Book Reveals How Clapton Came Back From Unspeakable Tragedy
By 1991, Eric Clapton had gotten his life back on track. He’d been sober for three years, having kicked the substances he’d spent the better part of a decade struggling with and left behind the behaviors that were holding him back from the life and career he’d worked so hard to build.
And then one morning, it all came crashing down.
On March 20th, 1991, Clapton’s 4-year-old son Conor fell to his death from the window of the 53rd-floor apartment he shared with his mother, model Lory Del Santo. At the time of Conor’s death, Clapton was just beginning to ease into fatherhood, telling Del Santo only the night before “I now understand what it means to have a child and be a father.” He was on his way to the apartment to pick Conor up for their planned day trip to the zoo when he arrived 5 heartbreaking minutes too late, just in time to find Del Santo in hysterics and screaming, “He’s dead”.
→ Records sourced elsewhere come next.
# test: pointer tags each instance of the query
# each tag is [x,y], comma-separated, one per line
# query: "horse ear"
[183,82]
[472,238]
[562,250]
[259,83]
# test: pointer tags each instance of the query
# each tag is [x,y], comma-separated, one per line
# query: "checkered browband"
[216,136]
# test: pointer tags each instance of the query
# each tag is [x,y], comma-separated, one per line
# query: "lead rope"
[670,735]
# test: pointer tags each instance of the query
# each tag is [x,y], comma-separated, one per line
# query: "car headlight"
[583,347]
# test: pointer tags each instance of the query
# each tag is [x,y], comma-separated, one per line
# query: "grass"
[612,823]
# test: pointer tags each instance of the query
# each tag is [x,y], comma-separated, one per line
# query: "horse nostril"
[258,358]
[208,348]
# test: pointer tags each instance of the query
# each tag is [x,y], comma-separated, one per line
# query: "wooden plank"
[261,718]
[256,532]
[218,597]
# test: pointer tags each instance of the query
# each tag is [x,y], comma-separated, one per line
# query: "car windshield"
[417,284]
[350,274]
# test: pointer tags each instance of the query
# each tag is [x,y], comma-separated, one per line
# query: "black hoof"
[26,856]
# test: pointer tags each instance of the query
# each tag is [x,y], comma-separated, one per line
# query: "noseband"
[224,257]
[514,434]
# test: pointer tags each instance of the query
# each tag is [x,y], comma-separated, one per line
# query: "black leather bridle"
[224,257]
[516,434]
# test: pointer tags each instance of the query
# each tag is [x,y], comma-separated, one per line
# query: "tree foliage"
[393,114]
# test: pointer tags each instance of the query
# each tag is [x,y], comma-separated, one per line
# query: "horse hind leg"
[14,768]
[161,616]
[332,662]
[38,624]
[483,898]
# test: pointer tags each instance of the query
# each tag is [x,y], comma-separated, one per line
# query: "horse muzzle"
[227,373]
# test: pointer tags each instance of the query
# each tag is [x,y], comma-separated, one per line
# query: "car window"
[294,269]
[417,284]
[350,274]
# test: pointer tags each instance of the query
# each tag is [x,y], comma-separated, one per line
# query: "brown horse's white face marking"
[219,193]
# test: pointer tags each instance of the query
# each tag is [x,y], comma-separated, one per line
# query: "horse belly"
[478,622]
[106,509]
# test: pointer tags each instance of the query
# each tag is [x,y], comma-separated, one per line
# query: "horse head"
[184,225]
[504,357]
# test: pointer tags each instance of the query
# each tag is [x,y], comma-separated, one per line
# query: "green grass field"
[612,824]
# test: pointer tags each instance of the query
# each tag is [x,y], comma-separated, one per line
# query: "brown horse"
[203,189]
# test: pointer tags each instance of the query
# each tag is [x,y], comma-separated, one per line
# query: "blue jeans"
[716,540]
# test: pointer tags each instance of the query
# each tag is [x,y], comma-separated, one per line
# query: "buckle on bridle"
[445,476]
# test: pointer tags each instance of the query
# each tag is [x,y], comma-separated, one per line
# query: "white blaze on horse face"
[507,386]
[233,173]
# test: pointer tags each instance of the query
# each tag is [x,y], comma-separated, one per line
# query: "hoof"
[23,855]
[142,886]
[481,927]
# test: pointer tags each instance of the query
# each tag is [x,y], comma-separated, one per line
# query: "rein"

By all rights, the death of his son should have sent Eric Clapton running back to the comfort of alcohol to dull the pain of his loss like he did so many other times before. But no – not this time. British biographer Philip Norman, author of Slowhand: The Life and Music of Eric Clapton says that if anything, little Conor’s death was the very thing that kept Eric sober despite the crushing weight of grief.
“He was trying to beat the alcoholism when his son was just a baby,” said Norman to Fox News. “He was fighting against it. But it was really the death of Conor that made him determined that he would never drink again.”
Paralyzed by grief, Clapton tried a new approach: he turned to music, finding solace in one of the few vocal tracks he wrote and recorded for the 1991 film Rush and ultimately giving his pain a voice with “Tears In Heaven”.
A quiet, soaring track that finds Eric and songwriter Will Jennings exploring the afterlife and asking whether Conor would know his father when it’s time for Eric to join him, “Tears In Heaven” provided the outlet Clapton needed. It also gave him some of the most fierce critical acclaim of his career as it sailed to the top of the charts, dominating the 1993 Grammy Awards with awards for Best Pop Vocal Performance, Record of the Year and Song of the Year.
It also helps that he was able to connect with daughter Ruth, the result of a casual affair with a studio manager. In his 2007 memoir, Clapton himself credits Ruth with giving him a renewed focus and a lifeline to hold onto.
“Looking back on those years, I realize what a profound effect she had on my well-being,” he wrote. “Her presence in my life was absolutely vital to my recovery. In her, I had again found something real to be concerned about, and that was very instrumental in my becoming an active human being again.”